O Último Beijo

Data 26/02/2011 16:49:30 | Tópico: Poemas

Líquidos densos de cristais perolados
Precipitam sobre aquela gélida lápide
Onde adormece cabelos encaracolados
Cor-de-fogo...

Adormecidos estão os olhos de Jade.

Sopra o vento um veneno que mortifica...
Sobe a poeira e se vivifica os ciprestes...
Jaz, já fria, longe do mundo terrestre;
Muito próxima, próxima do enigma da vida.

Repousa sob a caiada cruz, uma ave.
Pia notas tristes, tétricas e sinistras.
Com abundantes lágrimas e forças das mãos
Cavo um turvo túnel pela úmida noite.

Tenho meu próprio desespero como açoite
E, como eminente inimigo, meu coração.
Ferido estou pelo dente siso da ansiedade.
Pelos meus dedos? Terra preta e sangue rubro.

Cavo, cavo, cavo... Com ensandecida velocidade...
Até que, por fim... Toquei algo rígido... Duro...
Era teu recanto de última e infeliz morada!

Ah! Jesus! Como minha alma padecia!
Como eu chorava!

Não era possível que ali, desfalecida, ela jazia!
Não! Eu nunca poderia deixar-te partir... Querida!
Não hesito um minuto atômico sequer:

Quebro toda colcha de madeira e verniz...
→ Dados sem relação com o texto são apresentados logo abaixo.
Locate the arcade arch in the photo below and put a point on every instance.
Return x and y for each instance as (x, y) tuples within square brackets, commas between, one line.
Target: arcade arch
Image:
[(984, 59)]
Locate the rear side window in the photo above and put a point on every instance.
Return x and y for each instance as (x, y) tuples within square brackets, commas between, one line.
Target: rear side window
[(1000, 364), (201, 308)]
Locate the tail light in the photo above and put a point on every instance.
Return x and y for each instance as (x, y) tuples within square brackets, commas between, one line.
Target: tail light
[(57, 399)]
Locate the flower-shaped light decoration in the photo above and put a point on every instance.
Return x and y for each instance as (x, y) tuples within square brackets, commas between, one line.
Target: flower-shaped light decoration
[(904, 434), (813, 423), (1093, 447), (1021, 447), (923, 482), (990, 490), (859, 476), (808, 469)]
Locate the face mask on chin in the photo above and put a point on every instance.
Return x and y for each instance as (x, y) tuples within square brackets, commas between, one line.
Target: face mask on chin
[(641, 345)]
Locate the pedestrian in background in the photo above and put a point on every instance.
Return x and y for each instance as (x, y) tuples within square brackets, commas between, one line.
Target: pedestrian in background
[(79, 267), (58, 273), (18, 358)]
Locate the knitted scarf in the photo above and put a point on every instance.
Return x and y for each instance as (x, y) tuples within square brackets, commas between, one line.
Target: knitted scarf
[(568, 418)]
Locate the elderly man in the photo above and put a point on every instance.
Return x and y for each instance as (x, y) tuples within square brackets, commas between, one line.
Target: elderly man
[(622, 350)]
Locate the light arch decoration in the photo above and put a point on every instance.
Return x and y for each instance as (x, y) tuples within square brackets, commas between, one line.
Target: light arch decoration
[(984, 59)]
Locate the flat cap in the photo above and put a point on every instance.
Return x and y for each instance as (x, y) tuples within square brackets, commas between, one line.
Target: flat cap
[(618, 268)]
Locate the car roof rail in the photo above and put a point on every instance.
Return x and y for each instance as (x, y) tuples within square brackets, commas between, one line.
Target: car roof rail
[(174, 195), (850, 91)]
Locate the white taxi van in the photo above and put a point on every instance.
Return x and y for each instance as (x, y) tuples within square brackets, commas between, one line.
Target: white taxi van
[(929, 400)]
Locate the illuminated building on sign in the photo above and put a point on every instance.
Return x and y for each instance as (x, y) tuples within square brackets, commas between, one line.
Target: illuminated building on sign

Vi-te morta! Fim do meu mundo infeliz!
Morta! Morta! A mais formosa mulher...
Morta!

Morte, sua mão infame a tocaste!...
Torpe, miserável! Ela é minha! Só minha!

Pego-a em meus longos braços...
Toco na face angélica e morta...
Faço carinho, Dou afagos...

Como teceu errado a aranha da Vida?
Como é vil e cruel a Natura e o Mundo?

Beijo-te muito... Frios e roxos os lábios...
Bebo com minha língua, meu pranto de sal.
Caio sobre teu corpo... Sinto o gosto do metal...

Esboço-te um pulcro sorriso...
Sinto-me esvaindo...
Me esvaindo,
Me esvaindo...

Vejo, por um instante, teus olhinhos se abrindo...
Cai, ensangüentado, sobre a lápide, meu punhal.